Applications - where do you really stand and what next?
By Ed Layt
So the big 15th Jan application deadline has passed and HE providers up and down the country are checking UCAS applicant tracker and student record systems to ‘see where they are at’. Most of the time this means looking at the number of applications and applicants in comparison to last year. But whether these numbers are up or down, are they really a good indicator of how things will stand come September?
We now know the sector is down on applications and applicants, which doesn’t come as a huge surprise – just take a look at Dan Beynon’s comments in WonkHe. Some institutions are seeing huge drops while others experience gains. But no matter which group you are in, everybody should be asking ‘are they the right applications’, or in other words, are you being seriously considered alongside the other institutions they have applied to?
The majority of applicants make 4-5 applications (based on the 2016 UCAS end of cycle report). Some applicants will be genuinely undecided across all of these, whereas others will have a clear running order of preference. The challenge this presents to institutions, is knowing what proportion of their applicants are worth counting as having a probable chance of accepting an offer, and enrolling in September.
There is plenty of evidence to show applicants minds can be changed through smart, integrated and valuable conversion activity, but it is also evident that there is a much slimmer chance of moving from 5th choice to 1st. Therefore, if a 10% increase in applications are all from individuals who have added you as a 5th position choice, then now is not the time to sit back and think your targets are already met…
So what to do:
Think of it in two phases.
1. Where are you really at?
Look at your data – it’s amazing what trends you can discover in your previous applicant data to help you identify which applicants are more likely to be taking you seriously. Building propensity-based segmentation models from this data will help you to better predict your position in May. And if you need to make gains in quality or volume, they can inform where your resource should be best focused.

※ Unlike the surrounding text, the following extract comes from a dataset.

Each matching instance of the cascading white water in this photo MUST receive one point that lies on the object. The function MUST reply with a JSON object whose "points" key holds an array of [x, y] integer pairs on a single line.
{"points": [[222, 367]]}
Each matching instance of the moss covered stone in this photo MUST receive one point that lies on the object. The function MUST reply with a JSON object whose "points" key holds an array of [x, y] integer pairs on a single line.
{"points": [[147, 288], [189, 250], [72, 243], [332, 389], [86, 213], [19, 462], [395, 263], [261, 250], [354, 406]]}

2. Communicate accordingly
Next, establish a targeted comms strategy based on the needs of your audience – this is where you can add layers of complexity to your propensity segments around your audiences behaviours, motivations and challenges – so you can deliver the right comms to best assist your applicants in their decision-making.
It’s also worth looking further ahead, if the outcome from using modelling indicates that a large proportion of your applications are from low propensity applicants then immediate focus should shift to 2018. I know it seems way off, but this student cohort have started their research and will be attending their first UCAS fairs next month so now is the time to develop prospecting tactics to target the ‘right applicants’ to improve your position next year.
This is the art of a good conversion strategy – providing a good applicant experience, and ensuring you are investing marketing budget into the areas where it will generate valuable return.